PENGARUH KONSENTRASI EKSTRAK PROPOLIS DALAM SEDIAAN KRIM JERAWAT TERHADAP PENGHAMBATAN PERTUMBUHAN BAKTERI Propionibacterium acnes
Keywords:
konsentrasi, krim, propolis, Propionibacterium acnesAbstract
Telah dilakukan penelitian berjudul Pengaruh Konsentrasi Ekstrak Propolis dalam Sediaan Krim Jerawat terhadap Penghambatan Pertumbuhan Bakteri Propionibacterium acnes yang bertujuan memformulasi ekstrak propolis menjadi sediaan krim jerawat dan menentukan konsentrasi efektif ekstrak propolis dalam krim jerawat yang dapat menghambat pertumbuhan bakteri Propionibacterium acnes. Metode penelitian ini menggunakan ekstrak propolis yang diperoleh melalui maserasi menggunakan cairan penyari etanol 70%, kemudian dirotavapor, ekstrak yang dihasilkan diformulasi menjadi krim jerawat dengan konsentrasi 1%, 2% dan 4%, pengujian daya hambat antimikroba dengan metode difusi agar menggunakan kertas cakram, dan pengukuran daerah hambatan menggunakan mistar geser.
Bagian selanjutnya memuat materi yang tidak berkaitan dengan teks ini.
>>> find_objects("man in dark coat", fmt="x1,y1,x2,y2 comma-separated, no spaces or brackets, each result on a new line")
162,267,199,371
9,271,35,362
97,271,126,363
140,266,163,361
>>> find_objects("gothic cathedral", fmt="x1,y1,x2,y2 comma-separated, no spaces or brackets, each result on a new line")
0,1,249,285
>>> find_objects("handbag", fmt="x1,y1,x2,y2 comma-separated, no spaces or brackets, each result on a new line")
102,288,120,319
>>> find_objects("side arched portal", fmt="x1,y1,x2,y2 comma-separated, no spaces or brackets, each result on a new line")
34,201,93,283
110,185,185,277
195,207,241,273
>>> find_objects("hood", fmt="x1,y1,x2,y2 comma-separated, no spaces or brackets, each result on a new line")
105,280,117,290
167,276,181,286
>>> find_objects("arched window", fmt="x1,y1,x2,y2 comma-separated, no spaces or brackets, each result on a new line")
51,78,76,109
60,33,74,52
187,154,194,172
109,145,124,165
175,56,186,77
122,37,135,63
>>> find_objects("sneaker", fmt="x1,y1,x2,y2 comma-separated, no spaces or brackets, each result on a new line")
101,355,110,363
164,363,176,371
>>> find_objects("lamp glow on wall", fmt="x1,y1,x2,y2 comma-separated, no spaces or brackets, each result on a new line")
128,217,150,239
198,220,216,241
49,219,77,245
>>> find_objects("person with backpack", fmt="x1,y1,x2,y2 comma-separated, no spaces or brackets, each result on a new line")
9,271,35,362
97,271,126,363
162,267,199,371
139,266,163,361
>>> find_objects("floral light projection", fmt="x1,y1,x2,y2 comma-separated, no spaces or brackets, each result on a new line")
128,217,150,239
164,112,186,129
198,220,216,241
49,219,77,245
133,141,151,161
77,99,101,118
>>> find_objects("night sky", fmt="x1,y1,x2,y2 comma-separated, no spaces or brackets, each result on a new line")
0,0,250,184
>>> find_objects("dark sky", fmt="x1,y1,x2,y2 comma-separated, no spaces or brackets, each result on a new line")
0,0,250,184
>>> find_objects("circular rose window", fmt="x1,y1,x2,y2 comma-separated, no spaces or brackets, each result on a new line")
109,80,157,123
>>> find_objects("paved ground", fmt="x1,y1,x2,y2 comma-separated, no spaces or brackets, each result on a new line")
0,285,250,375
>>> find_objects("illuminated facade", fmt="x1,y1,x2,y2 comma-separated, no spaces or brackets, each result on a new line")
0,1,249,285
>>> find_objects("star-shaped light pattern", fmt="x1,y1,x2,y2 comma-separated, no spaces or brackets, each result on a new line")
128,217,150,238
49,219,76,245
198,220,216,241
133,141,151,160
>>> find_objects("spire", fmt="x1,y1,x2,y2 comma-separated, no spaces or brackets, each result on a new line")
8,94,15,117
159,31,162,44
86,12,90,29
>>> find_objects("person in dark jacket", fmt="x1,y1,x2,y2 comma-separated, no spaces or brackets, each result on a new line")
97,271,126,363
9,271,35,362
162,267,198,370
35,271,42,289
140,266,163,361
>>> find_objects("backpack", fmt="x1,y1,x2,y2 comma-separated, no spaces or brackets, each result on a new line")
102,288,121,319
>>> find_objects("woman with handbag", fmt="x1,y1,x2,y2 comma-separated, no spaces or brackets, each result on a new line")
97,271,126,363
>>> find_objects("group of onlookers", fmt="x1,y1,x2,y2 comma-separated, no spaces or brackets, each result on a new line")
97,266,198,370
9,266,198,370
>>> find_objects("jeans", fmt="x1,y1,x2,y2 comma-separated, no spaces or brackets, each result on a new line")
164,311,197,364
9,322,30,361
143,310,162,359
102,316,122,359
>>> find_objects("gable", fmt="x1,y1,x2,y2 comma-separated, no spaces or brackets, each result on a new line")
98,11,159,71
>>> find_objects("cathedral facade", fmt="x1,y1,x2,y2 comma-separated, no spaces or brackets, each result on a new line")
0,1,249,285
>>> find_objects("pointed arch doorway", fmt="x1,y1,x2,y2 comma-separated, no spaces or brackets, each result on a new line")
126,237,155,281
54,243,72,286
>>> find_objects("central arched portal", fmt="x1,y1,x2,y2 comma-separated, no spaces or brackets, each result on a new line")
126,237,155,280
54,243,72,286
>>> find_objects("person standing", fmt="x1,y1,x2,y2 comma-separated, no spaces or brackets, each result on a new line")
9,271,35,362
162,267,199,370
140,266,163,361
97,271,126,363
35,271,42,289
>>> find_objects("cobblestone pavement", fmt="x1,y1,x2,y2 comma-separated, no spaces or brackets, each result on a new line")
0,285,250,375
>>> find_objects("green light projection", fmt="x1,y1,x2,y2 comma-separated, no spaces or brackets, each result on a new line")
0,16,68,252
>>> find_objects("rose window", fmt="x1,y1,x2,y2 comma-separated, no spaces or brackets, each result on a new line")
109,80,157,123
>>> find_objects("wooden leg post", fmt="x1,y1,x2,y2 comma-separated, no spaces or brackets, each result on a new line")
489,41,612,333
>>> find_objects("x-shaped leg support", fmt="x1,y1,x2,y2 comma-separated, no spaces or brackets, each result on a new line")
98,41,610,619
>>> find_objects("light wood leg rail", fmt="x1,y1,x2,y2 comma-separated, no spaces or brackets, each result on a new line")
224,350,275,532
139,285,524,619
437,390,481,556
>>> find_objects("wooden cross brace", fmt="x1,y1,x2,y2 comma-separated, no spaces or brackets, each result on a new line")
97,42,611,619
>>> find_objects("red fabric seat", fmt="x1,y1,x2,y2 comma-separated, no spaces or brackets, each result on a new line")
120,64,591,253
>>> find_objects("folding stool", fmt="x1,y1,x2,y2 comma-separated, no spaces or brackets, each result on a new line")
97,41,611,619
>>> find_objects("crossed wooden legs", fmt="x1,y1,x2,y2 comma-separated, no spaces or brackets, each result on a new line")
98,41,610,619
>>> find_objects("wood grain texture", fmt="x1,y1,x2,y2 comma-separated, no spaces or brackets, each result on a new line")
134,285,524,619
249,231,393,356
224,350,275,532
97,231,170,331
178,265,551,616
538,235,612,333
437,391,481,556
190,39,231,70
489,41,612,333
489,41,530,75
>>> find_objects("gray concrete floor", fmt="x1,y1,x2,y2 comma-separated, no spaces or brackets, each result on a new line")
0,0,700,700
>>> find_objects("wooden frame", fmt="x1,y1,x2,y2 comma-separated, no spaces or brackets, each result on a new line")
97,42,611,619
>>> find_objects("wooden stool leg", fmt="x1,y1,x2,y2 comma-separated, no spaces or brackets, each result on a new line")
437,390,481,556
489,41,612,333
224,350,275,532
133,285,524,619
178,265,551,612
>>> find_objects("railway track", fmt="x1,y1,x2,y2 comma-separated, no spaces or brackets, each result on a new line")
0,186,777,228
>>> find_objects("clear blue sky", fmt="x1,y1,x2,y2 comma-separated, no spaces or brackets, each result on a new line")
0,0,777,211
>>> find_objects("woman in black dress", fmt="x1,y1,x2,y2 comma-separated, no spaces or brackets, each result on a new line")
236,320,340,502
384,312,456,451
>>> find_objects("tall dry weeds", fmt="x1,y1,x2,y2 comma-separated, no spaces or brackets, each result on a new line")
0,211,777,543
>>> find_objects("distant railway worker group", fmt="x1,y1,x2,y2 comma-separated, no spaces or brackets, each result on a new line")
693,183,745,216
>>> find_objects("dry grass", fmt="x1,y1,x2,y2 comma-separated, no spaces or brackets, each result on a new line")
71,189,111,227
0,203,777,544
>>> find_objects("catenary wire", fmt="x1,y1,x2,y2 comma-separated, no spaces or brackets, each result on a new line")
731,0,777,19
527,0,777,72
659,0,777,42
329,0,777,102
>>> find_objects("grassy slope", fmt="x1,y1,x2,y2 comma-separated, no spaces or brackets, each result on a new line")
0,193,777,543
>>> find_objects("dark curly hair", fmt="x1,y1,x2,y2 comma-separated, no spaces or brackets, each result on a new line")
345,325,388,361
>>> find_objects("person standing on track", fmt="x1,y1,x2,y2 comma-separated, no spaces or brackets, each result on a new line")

Hasil pengamatan dan analisis data statistik menunjukkan bahwa pengukuran diameter hambatan krim jerawat ekstrak propolis meningkat dengan peningkatan konsentrasi ekstrak propolis masing-masing 1%, 2% dan 4% adalah 6,55 mm, 8,31 mm, dan 11,03 mm, berdasarkan uji statistik ada pengaruh yang nyata perlakuan terhadap diameter daerah hambatan, dilanjutkan dengan uji Beda Nyata Terkecil (BNT) menghasilkan perbedaan yang nyata pada taraf 5% antara 3 konsentrasi ekstrak propolis 1%, 2%, dan 4% dengan kontrol positif, begitupun antara sediaan 1% dan 4%. Pada penelitian ini, konsentrasi efektif ekstrak propolis dalam krim jerawat yang dapat menghambat pertumbuhan Propionibacterium acnes adalah 1%.